Ethiopian refugee arrivals reach 36,000: Sudan
SUDAN: The number of Ethiopians to have fled to Sudan from the deadly Tigray conflict has reached 36,000, Sudan’s refugee commission said on Wednesday, as fighting rages across the border.
“The total number of refugees to have arrived in Sudan has reached 36,000,” commission head Abdulla Soliman said, adding a new camp would be built at Um Tinetba in Sudan’s Gedaref state to cope with the influx.
Soliman said teams of humanitarian workers had been dispatched to Gedaref to establish the new refugee camp.
He also said the commission was holding talks with Sudan’s eastern states, such as Kassala, to seek plots of land on which to set up more camps.
“If the situation keeps geting worse, then we will have to open camps in Gezira and Sennar states,” the commission chief added.
Both sides in Ethiopia’s raging internal conflict claimed military successes on Wednesday, creating a muddied picture of fighting even as the government promised it would soon be over.
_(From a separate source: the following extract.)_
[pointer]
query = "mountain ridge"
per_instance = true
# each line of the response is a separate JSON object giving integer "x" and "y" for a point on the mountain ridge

A communications blackout in Tigray, where Prime Minister Abiy Ahmed ordered military operations on Nov.4, has made it hard to get a clear view of hostilities now entering their third week.
“We’re inflicting heavy defeats on all fronts against the forces that came to atack us,” Tigrayan leader Debretsion Gebremichael said in a statement, referring to federal forces.
“I call upon all the Tigrayan people to go out en masse to drive out the invaders,” he added.
But army chief Berhanu Jula said his forces were “winning on all fronts” and the Tigray People’s Liberation Front (TPLF) was “in a state of desperation.”
“The TPLF’S plan to drag Ethiopia into civil war and tear it apart has failed. It is currently in a desperate mode as it is surrounded,” Berhanu said.
The federal police late Wednesday announced arrest warrants for 76 army officers, some retired, accused of conspiring with the TPLF and “commiting treason.”